HB 427 — Traveling Across County Lines to Commit Felony Offenses

by Rep. McBurney and others (CS/SB 550 by Appropriations Committee and Senator Hukill)

This summary is provided for information only and does not represent the opinion of any Senator, Senate Officer, or Senate Office.

Prepared by: Criminal Justice Committee (CJ)

The bill creates s. 843.22, F.S., which provides that if a person who commits a burglary travels any distance with the intent to commit the burglary in a county in this state other than the person’s county of residence, the degree of the burglary shall be reclassified to the next higher degree if the purpose of the person’s travel is to thwart law enforcement attempts to track the items stolen in the burglary. 

The bill defines “county of residence” as the county within Florida in which a person resides.

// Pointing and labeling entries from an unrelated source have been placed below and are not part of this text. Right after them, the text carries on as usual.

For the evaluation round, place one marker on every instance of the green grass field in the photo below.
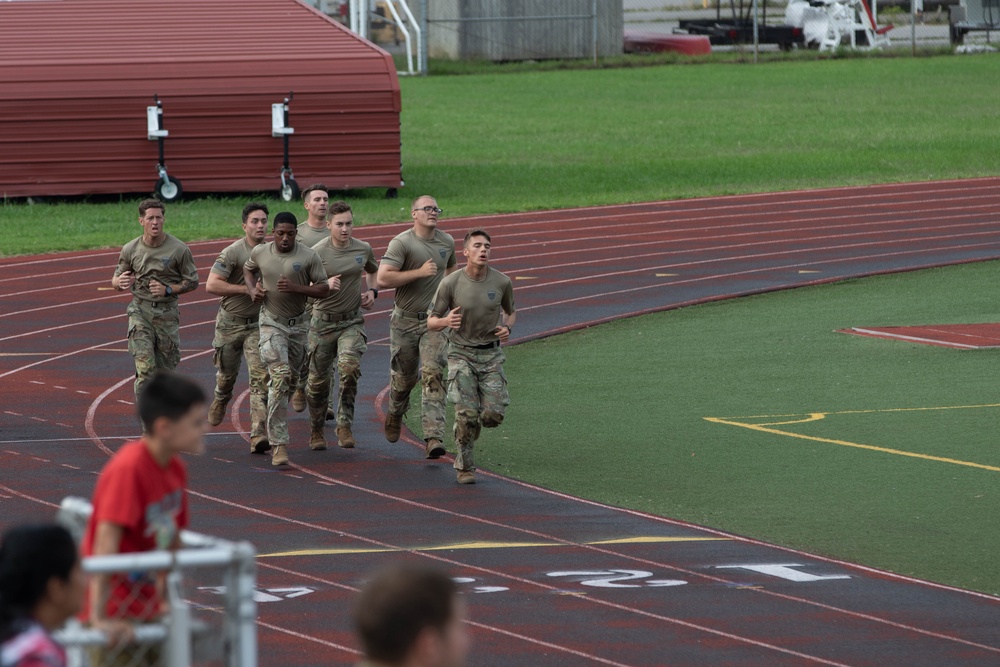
(777, 354)
(538, 140)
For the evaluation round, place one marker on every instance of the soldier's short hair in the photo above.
(338, 207)
(312, 188)
(476, 232)
(254, 206)
(284, 218)
(147, 204)
(397, 605)
(167, 394)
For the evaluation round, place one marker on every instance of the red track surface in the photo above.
(576, 582)
(959, 336)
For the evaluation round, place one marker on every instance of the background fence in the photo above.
(510, 30)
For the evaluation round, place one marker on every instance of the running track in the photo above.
(551, 580)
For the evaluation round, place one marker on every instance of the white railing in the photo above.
(225, 635)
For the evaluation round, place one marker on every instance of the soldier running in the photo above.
(337, 332)
(237, 333)
(470, 302)
(155, 267)
(414, 264)
(312, 230)
(289, 274)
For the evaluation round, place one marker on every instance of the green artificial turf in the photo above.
(629, 427)
(538, 140)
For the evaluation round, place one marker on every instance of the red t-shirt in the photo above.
(150, 503)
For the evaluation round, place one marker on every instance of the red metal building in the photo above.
(77, 76)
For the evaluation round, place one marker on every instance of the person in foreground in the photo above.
(141, 504)
(412, 616)
(471, 303)
(41, 587)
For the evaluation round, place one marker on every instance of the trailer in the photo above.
(738, 27)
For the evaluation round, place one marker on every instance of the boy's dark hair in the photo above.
(477, 232)
(284, 218)
(395, 607)
(254, 206)
(338, 207)
(311, 188)
(147, 204)
(169, 395)
(29, 557)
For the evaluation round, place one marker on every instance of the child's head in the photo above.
(172, 411)
(40, 577)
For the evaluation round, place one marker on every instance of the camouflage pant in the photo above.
(153, 338)
(341, 343)
(282, 349)
(237, 338)
(478, 388)
(413, 348)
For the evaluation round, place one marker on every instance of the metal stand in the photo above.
(279, 128)
(167, 188)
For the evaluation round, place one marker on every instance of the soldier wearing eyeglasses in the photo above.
(414, 264)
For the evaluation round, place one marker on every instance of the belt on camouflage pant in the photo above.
(337, 317)
(286, 321)
(409, 315)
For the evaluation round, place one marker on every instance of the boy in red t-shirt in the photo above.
(140, 502)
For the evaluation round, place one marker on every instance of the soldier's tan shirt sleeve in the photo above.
(442, 299)
(507, 303)
(189, 272)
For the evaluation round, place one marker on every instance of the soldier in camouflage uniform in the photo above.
(316, 200)
(281, 275)
(155, 267)
(477, 303)
(237, 334)
(413, 265)
(337, 332)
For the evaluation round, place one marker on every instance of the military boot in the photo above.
(317, 441)
(345, 438)
(216, 412)
(279, 457)
(393, 425)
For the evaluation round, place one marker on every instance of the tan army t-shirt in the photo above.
(350, 263)
(229, 266)
(480, 301)
(308, 236)
(302, 265)
(170, 262)
(407, 252)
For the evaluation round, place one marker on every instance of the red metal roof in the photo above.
(76, 77)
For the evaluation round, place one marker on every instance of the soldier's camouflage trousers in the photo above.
(414, 349)
(153, 338)
(477, 387)
(334, 346)
(238, 338)
(282, 349)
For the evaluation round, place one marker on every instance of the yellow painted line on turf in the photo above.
(866, 412)
(490, 545)
(847, 443)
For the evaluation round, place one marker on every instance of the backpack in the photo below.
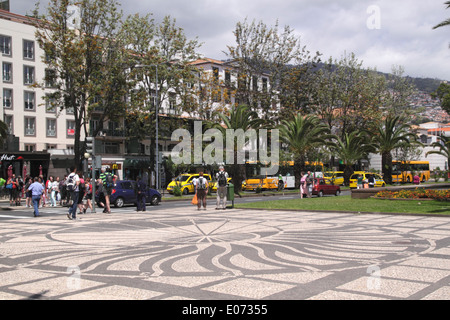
(222, 180)
(201, 183)
(70, 184)
(109, 182)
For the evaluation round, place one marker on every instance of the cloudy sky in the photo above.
(382, 33)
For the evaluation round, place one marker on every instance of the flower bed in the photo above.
(418, 193)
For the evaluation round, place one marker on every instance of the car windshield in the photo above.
(257, 177)
(182, 178)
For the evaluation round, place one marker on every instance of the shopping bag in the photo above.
(194, 200)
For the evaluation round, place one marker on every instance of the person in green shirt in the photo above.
(359, 182)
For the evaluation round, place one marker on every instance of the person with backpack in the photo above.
(72, 187)
(108, 184)
(141, 187)
(222, 178)
(36, 189)
(202, 187)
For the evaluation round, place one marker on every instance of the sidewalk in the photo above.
(228, 255)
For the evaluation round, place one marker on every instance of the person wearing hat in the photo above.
(222, 178)
(202, 187)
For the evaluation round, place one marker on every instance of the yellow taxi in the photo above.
(214, 185)
(185, 181)
(379, 182)
(334, 177)
(263, 182)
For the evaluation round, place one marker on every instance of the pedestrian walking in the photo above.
(81, 192)
(309, 184)
(88, 195)
(302, 184)
(202, 187)
(49, 191)
(222, 178)
(19, 189)
(141, 187)
(72, 185)
(359, 182)
(28, 195)
(36, 189)
(55, 190)
(108, 184)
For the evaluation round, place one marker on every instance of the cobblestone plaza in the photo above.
(225, 255)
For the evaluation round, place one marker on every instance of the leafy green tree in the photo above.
(159, 59)
(79, 51)
(443, 148)
(303, 135)
(443, 94)
(239, 117)
(354, 147)
(346, 96)
(388, 136)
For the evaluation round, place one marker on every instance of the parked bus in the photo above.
(404, 171)
(285, 174)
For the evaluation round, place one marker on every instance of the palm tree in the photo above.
(303, 135)
(240, 117)
(444, 148)
(353, 147)
(446, 22)
(389, 136)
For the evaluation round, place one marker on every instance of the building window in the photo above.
(7, 72)
(29, 100)
(50, 146)
(216, 73)
(51, 128)
(7, 98)
(5, 45)
(30, 147)
(228, 78)
(265, 87)
(50, 106)
(50, 78)
(111, 147)
(9, 121)
(255, 83)
(28, 75)
(70, 128)
(28, 49)
(30, 126)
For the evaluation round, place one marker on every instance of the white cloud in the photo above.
(405, 36)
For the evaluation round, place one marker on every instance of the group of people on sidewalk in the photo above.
(306, 184)
(201, 189)
(74, 190)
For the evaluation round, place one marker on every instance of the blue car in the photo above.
(124, 192)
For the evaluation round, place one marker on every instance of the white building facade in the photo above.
(34, 127)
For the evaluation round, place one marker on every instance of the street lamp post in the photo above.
(156, 118)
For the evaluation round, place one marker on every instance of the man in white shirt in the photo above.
(72, 183)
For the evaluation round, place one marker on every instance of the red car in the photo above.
(323, 187)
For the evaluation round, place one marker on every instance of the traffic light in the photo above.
(90, 145)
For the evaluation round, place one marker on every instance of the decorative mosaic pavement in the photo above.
(225, 255)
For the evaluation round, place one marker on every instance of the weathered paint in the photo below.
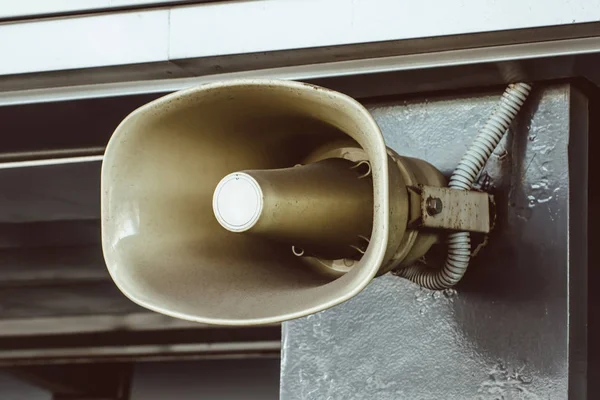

Evidence of a person’s county of residence includes, but is not limited to: 

  • The address on a person’s driver license or state identification card;
  • Records of real property or mobile home ownership;
  • Records of a lease agreement for residential property;
  • The county in which a person’s motor vehicle is registered;
  • The county in which a person is enrolled in an educational institution; and
  • The county in which a person is employed. 

The bill amends s. 903.046(2)(l), F.S., to prohibit those charged with traveling across county lines with the intent to commit a burglary that is reclassified under s. 843.22, F.S., from being released on bail until first appearance to ensure the full participation of the prosecutor and the protection of the public. The bill makes the crossing of a county line with the intent to commit a reclassified burglary a factor to be considered by the court when making a bail determination.

If approved by the Governor, these provisions take effect October 1, 2014.